Monday, April 13, 2009

Making Old Media New Again - Give Readers Insight into Tomorrow


Making Old Media New Again - Give Readers Insight into Tomorrow
By L. GORDON CROVITZ
It's make-or-break time for many newspapers. Denver and Seattle recently lost dailies, the Chicago Tribune and Sun-Times are both in bankruptcy, and owners of the Boston Globe and San Francisco Chronicle threaten closure. One reader mourned the loss of her local newspaper in Connecticut by lamenting that she had gone from living in a city to living off just another exit on Interstate 95. As comedian Stephen Colbert put it last week, "The impending death of the newspaper industry: Where will they print the obituary?"

Creative destruction is blowing hard through the news industry, as digital technology gives readers access to endless sources of news but undermines the ability of publishers to support news departments. City newspapers are no longer the dominant way people get news or the main way advertisers reach consumers. The recession is accelerating these trends, with advertising so soft even Web-only news operations, which don't have the legacy costs of print, are now struggling to support journalism.

As the remaining city newspapers rethink themselves, editors and publishers might consult a road map for how newspapers can live alongside new media that was drawn up more than 50 years ago by Bernard Kilgore, outlined in a new biography by former Journal executive Richard Tofel, "Restless Genius: Barney Kilgore, The Wall Street Journal and the Invention of Modern Journalism."

Kilgore had remarkable judgment early about the journalistic issue of our day: how readers use old media, new media and both. When Kilgore became managing editor of the Journal in 1941, he inherited a business model that technology had undermined. Founded in 1889 to provide market news and stock prices to individual investors, the Journal lost half its circulation as this basic information became widely available.

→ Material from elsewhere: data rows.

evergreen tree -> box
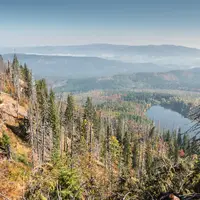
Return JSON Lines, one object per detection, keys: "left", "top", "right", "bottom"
{"left": 65, "top": 94, "right": 75, "bottom": 124}
{"left": 116, "top": 117, "right": 123, "bottom": 144}
{"left": 177, "top": 128, "right": 182, "bottom": 148}
{"left": 122, "top": 131, "right": 131, "bottom": 167}
{"left": 174, "top": 133, "right": 179, "bottom": 163}
{"left": 49, "top": 89, "right": 60, "bottom": 160}
{"left": 11, "top": 54, "right": 20, "bottom": 98}
{"left": 64, "top": 94, "right": 75, "bottom": 152}
{"left": 164, "top": 130, "right": 171, "bottom": 143}
{"left": 182, "top": 133, "right": 189, "bottom": 153}
{"left": 145, "top": 141, "right": 153, "bottom": 177}
{"left": 36, "top": 79, "right": 48, "bottom": 110}
{"left": 132, "top": 142, "right": 139, "bottom": 170}
{"left": 92, "top": 111, "right": 101, "bottom": 141}
{"left": 84, "top": 97, "right": 94, "bottom": 121}
{"left": 11, "top": 54, "right": 19, "bottom": 82}
{"left": 24, "top": 63, "right": 32, "bottom": 98}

Kilgore observed that then new media such as radio meant market news was available in real time. Some cities had a dozen newspapers that had gained the Journal's once-valuable ability to report share prices.

The Journal had to change. Technology increasingly meant readers would know the basic facts of news as it happened. He announced, "It doesn't have to have happened yesterday to be news," and said that people were more interested in what would happen tomorrow. He crafted the front page "What's News -- " column to summarize what had happened, but focused on explaining what the news meant.

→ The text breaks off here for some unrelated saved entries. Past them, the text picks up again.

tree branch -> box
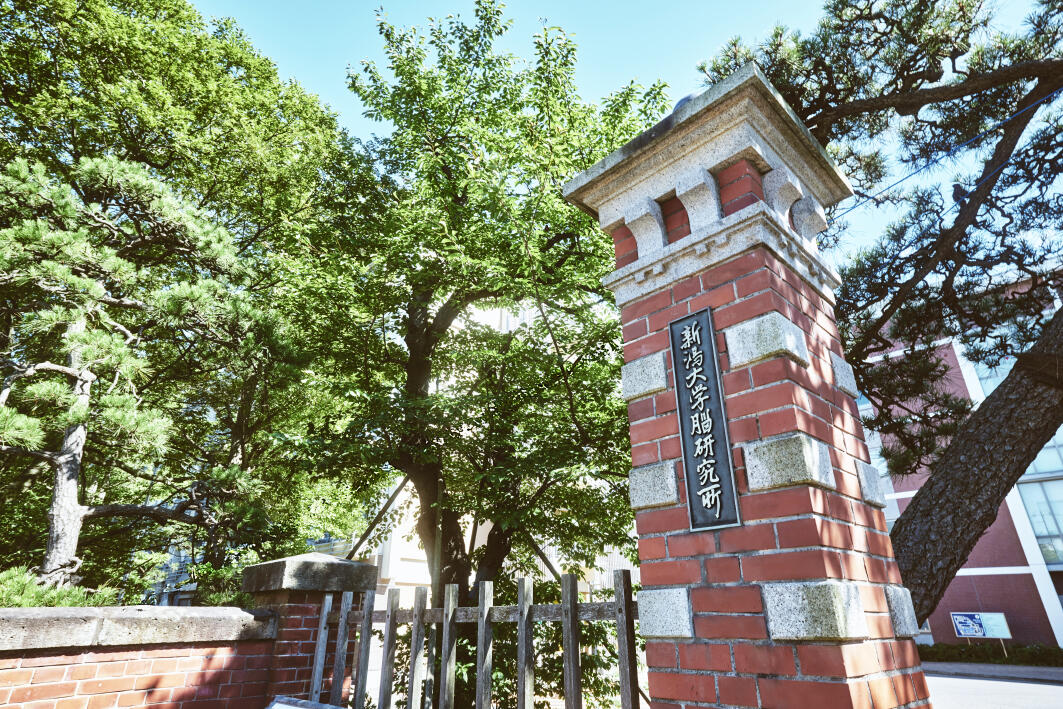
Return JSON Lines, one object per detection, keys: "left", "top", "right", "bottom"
{"left": 848, "top": 79, "right": 1061, "bottom": 364}
{"left": 83, "top": 499, "right": 208, "bottom": 526}
{"left": 0, "top": 445, "right": 58, "bottom": 466}
{"left": 809, "top": 59, "right": 1063, "bottom": 139}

On the morning after Pearl Harbor, other newspapers recounted the facts already known to all the day before through radio. The Journal's page-one story instead began, "War with Japan means industrial revolution in the United States." It outlined the implications for the economy, industry and commodity and financial markets.

Kilgore led the Journal's circulation to one million by the 1960s from 33,000 in the 1940s by adapting the newspaper to a role reflecting how people used different media for news. His rallying cry was, "The easiest thing in the world for a reader to do is to stop reading."

Business and financial news is different from the general news focus of city newspapers, but in 1958 the owners of the New York Herald Tribune approached Kilgore for help. Mr. Tofel uncovered a five-page memo Kilgore wrote them on how to keep city newspapers essential to readers. The Herald Tribune, he wrote, is "too much a newspaper that might be published in Philadelphia, Washington or Chicago just as readily as in metropolitan New York." Kilgore urged the "compact model newspaper." Readers valued their time, so the newspaper should have just one section, with larger editions on Sunday when people had more time to read.

His advice was clearly ahead of its time. The owners didn't heed it, and the Herald Tribune went out of business in 1967. But his observations on what readers want from city newspapers may be even more true in today's online world. Readers increasingly know yesterday what happened yesterday through Web sites, television and news alerts.

"Kilgore's first critical finding," Mr. Tofel wrote, was "that readers seek insight into tomorrow even more than an account of yesterday." This "may only now be getting through to many editors and publishers." Indeed, at a time when print readership is declining, The Economist, with its weekly focus on interpretation, is gaining circulation. The Journal continues to focus on what readers need, growing the number of individuals paying for the newspaper and the Web site.

If readers would prefer more-compact city newspapers, a less-is-more approach could help cut newsprint, printing, distribution and other costs that don't add to the journalism. Newspaper editors could craft a new, forward-looking role for print, alongside the what's-happening-right-now focus of digital news.

There's a lot of experimentation by editors around the country to find out what people want from their print and online news. For city newspapers on the brink, the Barney Kilgore approach might deliver some badly needed good news.